Kaplan Stiesch an Willy Winterscheidt, 12. September 1942
12. September 1942
Willi!
Deinen schönen Brief von dem Feldgottesdienst habe ich schon mehrfach vorgelesen und ich hoffe, dasz Dir bald der eine oder der andere schreiben wird. Gestern sagte mir Hans Dahm, er habe Dir mal um Weihnachten geschrieben, aber keine Antwort bekommen. Ich kann mir nur denken, dasz dieser Brief verlorengegangen ist, aber ich hoffe, dasz er Dir doch noch mal schreibt. – Leider war ich mal wieder eine Woche krank, und da Alfons für 3 Wochen in Erholung ist und Franz Karl Werner leider nicht mehr mittut, ist vorige Woche alles ins Stocken geraten. Nun muss ich sehen, dasz ich alles wieder ans Laufen bekomme. Jede Stunde, die ausfällt, ist für die Jungen unwiederbringlich verloren und es sind so unendlich grosse Aufgaben, wenn man sich die Formung ganzer katholischer Menschen vorstellt.
Kürzlich hatte ich ein Erlebnis, was mir sehr nahe ging. Ich musste einen Soldaten beerdigen, der nicht zur Truppe zurückgekehrt war und deshalb erschossen worden war. Ich war in tiefster Seele erschüttert, war es doch die gleiche Situation wie in dem Lied es ging bei ge-dämpfter [gedämpftem] Trommelklang oder in dem andern von dem Soldaten, der das Alp-horn hört und dem Klang nicht widerstehen kann und seine Truppe verlässt.
Die letzten Wochen haben auch wieder schwere Opfer in der Pfarre gefordert.
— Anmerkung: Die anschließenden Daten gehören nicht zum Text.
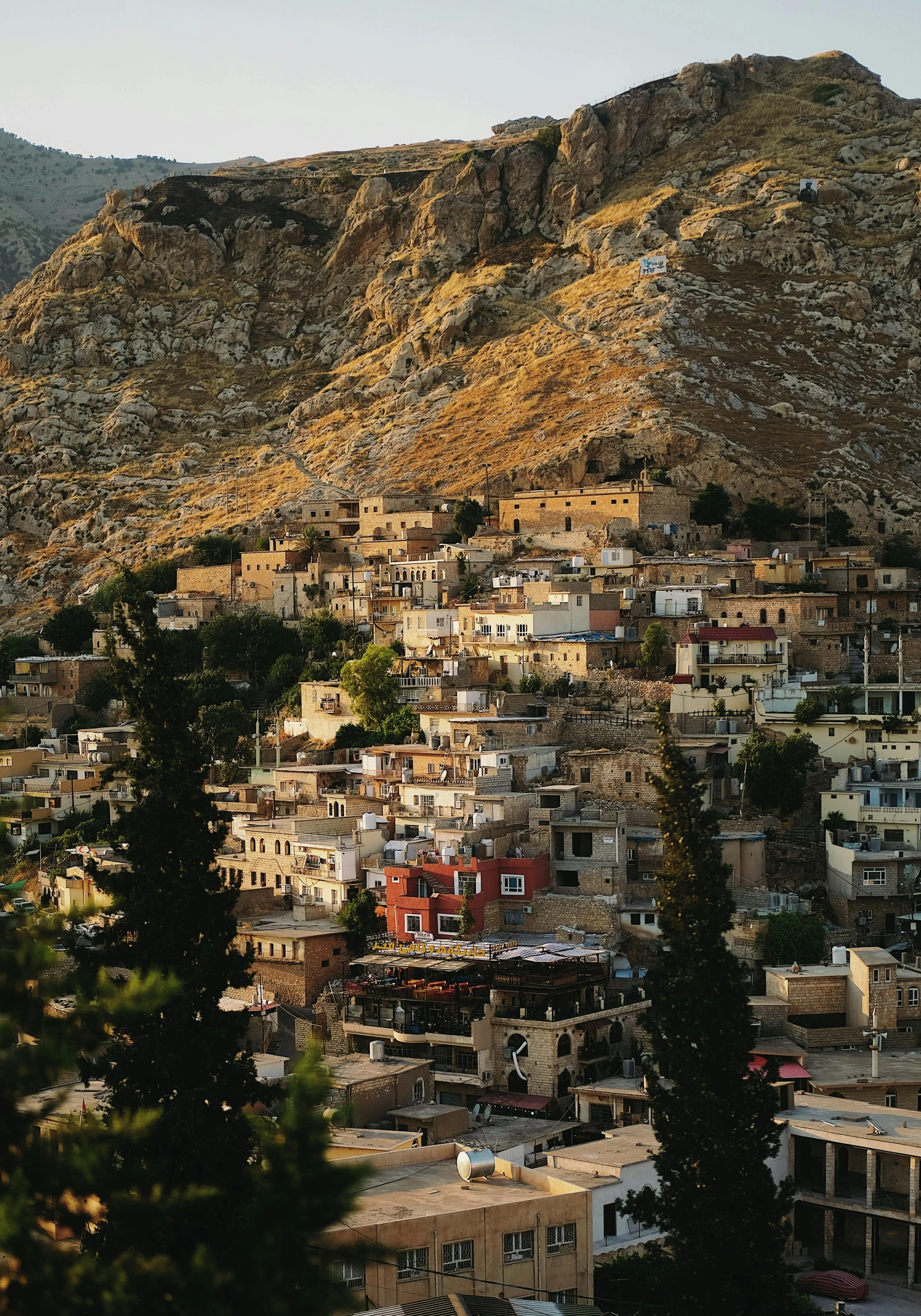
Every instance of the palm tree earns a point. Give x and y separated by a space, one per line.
311 540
Rudolf Silck-eroth unser guter Kamerad ist gefallen, wieder einer der besten unserer alten Obergruppe dann Harald Breuning, der Bruder vom Pater Breuning. In den Tagen als Kaplan Klein noch hier war, hat er ja noch mitgetan.
Dann soll jetzt die Nachricht gekommen sein, dasz der als vermisst gemeldete Fritz Kreuser auch gefallen sei und ferner ein Schneider.
So geht der Krieg unerbittlich weiter und reisst seine Wunden und wer will sie heilen?
Mein Vetter Konrad, der alles zur Neige mitgemacht hat, den Vormarsch in Polen und Frankreich, in Russland mit dem strengen Winter vor Leningrad, der dann verwundet wurde, er hat jetzt die Tropenuniform und kommt nach Afrika. Manche müssen aber auch alles mitmachen.
Eine Reihe von Jungen sind jetzt für 3 Wochen in vormilitärischer Ausbildung, so Josef Müller, J Vossel, Heribert Faber, Werner Wulf, Josef Kann, Karl Egon Klein. So ist diese Gruppe auch ordentlich geschwächt für diese Zeit. Und wer weiss, wie bald schon der eine oder an-dere von diesen eingezogen wird!
Anbei ein Reclamheftchen. Ich hoffe, dasz es Dir etwas Freude macht. Wenn Du es gelesen hast, schicke es bitte um. Ich schicke Dir dann laufend immer ein neues. So sollen diese Heftchen unter den Soldaten kursieren und ich werde immer wieder neue dazukaufen. Ich habe schon wieder einen ganzen Schwung bestellt. Es sind sehr feine Sachen darunter.